Si tratta di un percorso che si muove nelle varie epoche, senza pregiudizi, scoprendo la forza e la bellezza non solo dell’arte antica ma anche di quella moderna e contemporanea. Questo cammino è iniziato quasi per gioco e sulla scia degli studi compiuti all’Accademia di Belle Arti di Brera di Milano dove Paolo Quattrone si è laureato nel 2008. La sfida è quella di riscoprire l’arte come canale privilegiato per rientrare in noi stessi, parlare di Dio e andare a Lui.

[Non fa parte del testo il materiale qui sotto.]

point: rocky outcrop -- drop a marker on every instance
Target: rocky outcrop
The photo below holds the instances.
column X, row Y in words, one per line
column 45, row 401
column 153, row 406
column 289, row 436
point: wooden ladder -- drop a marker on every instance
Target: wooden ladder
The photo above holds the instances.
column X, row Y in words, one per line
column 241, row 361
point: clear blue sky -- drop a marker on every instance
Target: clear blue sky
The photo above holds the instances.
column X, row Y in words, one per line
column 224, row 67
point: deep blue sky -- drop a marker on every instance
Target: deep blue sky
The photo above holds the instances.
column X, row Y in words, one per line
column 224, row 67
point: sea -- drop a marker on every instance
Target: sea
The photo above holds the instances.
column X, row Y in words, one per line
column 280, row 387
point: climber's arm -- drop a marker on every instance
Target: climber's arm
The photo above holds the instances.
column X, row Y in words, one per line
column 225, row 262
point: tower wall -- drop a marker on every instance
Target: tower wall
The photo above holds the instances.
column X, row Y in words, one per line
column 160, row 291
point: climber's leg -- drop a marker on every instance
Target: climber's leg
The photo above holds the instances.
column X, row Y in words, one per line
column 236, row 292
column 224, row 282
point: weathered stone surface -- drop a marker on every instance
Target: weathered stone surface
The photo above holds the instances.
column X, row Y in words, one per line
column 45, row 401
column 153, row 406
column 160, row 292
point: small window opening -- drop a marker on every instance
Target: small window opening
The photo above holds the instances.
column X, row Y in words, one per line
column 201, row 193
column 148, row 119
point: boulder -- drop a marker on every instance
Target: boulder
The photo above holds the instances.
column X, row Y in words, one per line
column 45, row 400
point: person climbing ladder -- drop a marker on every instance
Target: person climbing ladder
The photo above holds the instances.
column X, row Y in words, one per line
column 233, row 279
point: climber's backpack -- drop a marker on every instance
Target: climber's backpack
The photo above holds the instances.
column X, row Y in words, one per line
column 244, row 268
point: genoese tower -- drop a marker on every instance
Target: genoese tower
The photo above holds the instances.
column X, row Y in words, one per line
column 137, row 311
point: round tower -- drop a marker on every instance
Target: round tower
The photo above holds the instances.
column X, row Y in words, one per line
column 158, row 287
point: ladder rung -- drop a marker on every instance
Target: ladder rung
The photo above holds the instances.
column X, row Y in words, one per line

Il pensiero di fondo che caratterizza questa esperienza è quello che un’opera d’arte è tale nel momento in cui riesce a farci andare oltre la superficie, oltre la realtà. L’artista, come sosteneva Kandinskij, è un sacerdote che ha la missione di aprirci una finestra verso l’oltre, per farci accorgere che esiste una dimensione spirituale, per aiutarci ad esplorare i sentieri dello spirito. Questo ha portato don Quattrone ad affermare senza ombra di dubbio che tutta l’arte è sacra. E’ un errore immenso distinguere tra arte sacra e profana! Esiste l’arte religiosa e non, ma non è il soggetto rappresentato che rende sacra o meno una pittura, una scultura, un brano musicale o un film ma è ciò che trasmette, l’energia, la forza che suscita nel cuore dello spettatore.
Questa esperienza è possibile non soltanto ammirando opere a soggetto religioso ma anche contemplando quadri, sculture, installazioni che apparentemente sembrano non comunicare nulla di profondo. Un’opera d’arte è tale quando acquista una sua autonomia, una vita propria, quando riesce a far compiere all’osservatore riflessioni e percorsi che vanno oltre le intenzioni dell’autore.
Accostare Parola di Dio e arte vuol dire far convivere due canali che hanno la finalità di farci andare oltre la superficie, che conducono l’uomo a pensare, a scoprire la dimensione spirituale della propria esistenza.